Le développement logiciel en tête des choix de carrière pour la génération Z

L’enquête mondiale révèle des lacunes en matière de formation en cybersécurité et en langages de codage pour les futurs développeurs. Selon une nouvelle enquête mondiale dévoilée aujourd’hui par CloudBees, spécialiste de la livraison de logiciels d’entreprise, les étudiants et jeunes diplômés âgés de 18 à 24 ans classent le développement logiciel en tête de leurs choix de carrière.

Publié et mis à jour le 8 octobre 20213 min de lecture
Le développement logiciel en tête des choix de carrière pour la génération Z

Developpement logiciel

L’enquête mondiale révèle des lacunes en matière de formation en cybersécurité et en langages de codage pour les futurs développeurs. Selon une nouvelle enquête mondiale dévoilée aujourd’hui par CloudBees, spécialiste de la livraison de logiciels d’entreprise, les étudiants et jeunes diplômés âgés de 18 à 24 ans classent le développement logiciel en tête de leurs choix de carrière.

Par ailleurs, 90 % des répondants estiment que le métier de développeur logiciel sera une source d’emplois importante dans cinq ans, voire extrêmement importante pour 27 % d’entre eux. En outre, la formation en matière de sécurité s’est révélée être le plus grand fossé entre ce qui est enseigné et ce qui est requis dans les milieux professionnels pour les ingénieurs logiciels.

"Puisqu’aujourd’hui, toute entreprise devient technologique, le développement logiciel joue un rôle essentiel dans l'économie mondiale. Cette enquête révèle que les intérêts professionnels de la génération Z sont en phase avec cette tendance", déclare Dinesh Keswani, Chief Technology Officer chez CloudBees. "Cette nouvelle génération sort de l'université avec la volonté de s'imposer dans le secteur informatique et les entreprises doivent donc être prêtes pour leur entrée dans la vie active."

Les jeunes se préparent déjà pour prendre leur place dans la nouvelle économie mondiale. Parmi les étudiants, 56 % de répondants déclarent prévoir de consacrer au moins une partie de leur cursus au codage. 39 % d’entre eux s’attendent à écrire du code dans le cadre de leur travail et 29 % souhaitent comprendre le codage pour mieux appréhender le travail de leurs futurs collègues, tandis que 10 % codent « juste pour le plaisir ».

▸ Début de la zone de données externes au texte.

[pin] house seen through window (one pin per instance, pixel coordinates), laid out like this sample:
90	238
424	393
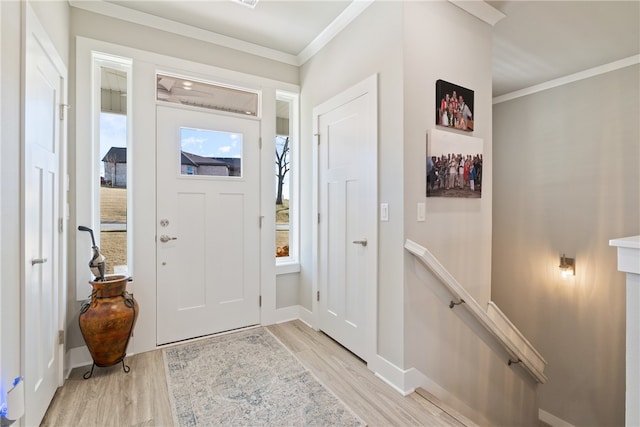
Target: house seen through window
113	166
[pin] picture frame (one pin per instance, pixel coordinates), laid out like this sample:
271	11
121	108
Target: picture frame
454	106
454	165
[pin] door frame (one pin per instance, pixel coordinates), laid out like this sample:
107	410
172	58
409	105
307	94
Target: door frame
145	65
32	25
367	87
214	116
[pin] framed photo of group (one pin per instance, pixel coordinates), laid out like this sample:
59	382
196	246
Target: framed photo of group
454	106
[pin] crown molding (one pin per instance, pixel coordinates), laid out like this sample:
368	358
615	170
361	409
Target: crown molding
141	18
136	17
480	10
340	23
591	72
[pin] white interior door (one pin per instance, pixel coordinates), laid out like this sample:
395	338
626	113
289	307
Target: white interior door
207	231
43	88
348	219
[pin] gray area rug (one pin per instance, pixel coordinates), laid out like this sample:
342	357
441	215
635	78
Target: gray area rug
247	378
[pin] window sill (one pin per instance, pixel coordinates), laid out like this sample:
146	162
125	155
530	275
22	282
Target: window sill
287	267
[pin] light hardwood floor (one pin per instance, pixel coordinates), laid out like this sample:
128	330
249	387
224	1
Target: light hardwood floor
140	398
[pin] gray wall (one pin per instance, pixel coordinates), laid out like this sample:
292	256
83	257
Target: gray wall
438	341
566	180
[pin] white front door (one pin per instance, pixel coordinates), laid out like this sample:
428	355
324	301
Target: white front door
347	182
44	85
207	223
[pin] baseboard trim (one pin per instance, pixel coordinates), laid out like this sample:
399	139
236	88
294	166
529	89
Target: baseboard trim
78	356
286	314
306	316
417	379
552	420
391	374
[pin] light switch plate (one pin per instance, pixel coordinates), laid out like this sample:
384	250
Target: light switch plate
421	212
384	211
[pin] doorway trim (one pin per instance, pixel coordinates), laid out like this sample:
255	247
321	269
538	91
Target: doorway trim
368	86
33	28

L'enquête révèle également des écarts entre ce qui est enseigné à l'école et ce qui est requis par les employeurs. Environ 25 % des répondants ont indiqué que la cybersécurité était un sujet qui n'était pas abordé à l'école, mais qui aurait dû l'être. En outre, JAVA et Python ont été cités comme les langages de code les plus enseignés et les mieux compris. Toutefois, 41 % des jeunes diplômés ayant étudié cette matière ont estimé que le langage de programmation qu’ils avaient appris à l’école n’était pas aligné sur celui qu’ils utilisaient au travail.

"Les langages de codage se démodent, il est donc difficile pour les écoles et universités de suivre le rythme de ces changements, mais elles doivent faire au mieux. À cause de ce décalage, nous nous attendons à ce que les jeunes diplômés apprennent sur le tas, imposant une véritable charge pour leurs futurs collègues et employeurs", poursuit Dinesh Keswani. "Les entreprises elles aussi doivent être prêtes à accueillir les nouveaux développeurs et mettre en place des programmes pour combler ces lacunes éducatives, leur permettant ainsi d'être opérationnels et de commencer à contribuer à l’équipe rapidement."

L’étude a également révélé :

  • À travers le monde, 56 % des répondants issus de l’enseignement supérieur ont trouvé un emploi dans les six mois suivant l’obtention de leur diplôme et même 35 % en moins de trois mois.
  • Les salaires et autres avantages sociaux et financiers sont les facteurs les plus importants dans la recherche d’un emploi pour 35 % des répondants, suivi par l’emplacement du lieu de travail (14 %) et la possibilité de télétravailler (10 %).

L’étude a été menée auprès de 1 000 répondants âgés de 18 à 24 ans en France, en Allemagne, au Royaume-Uni et aux États-Unis.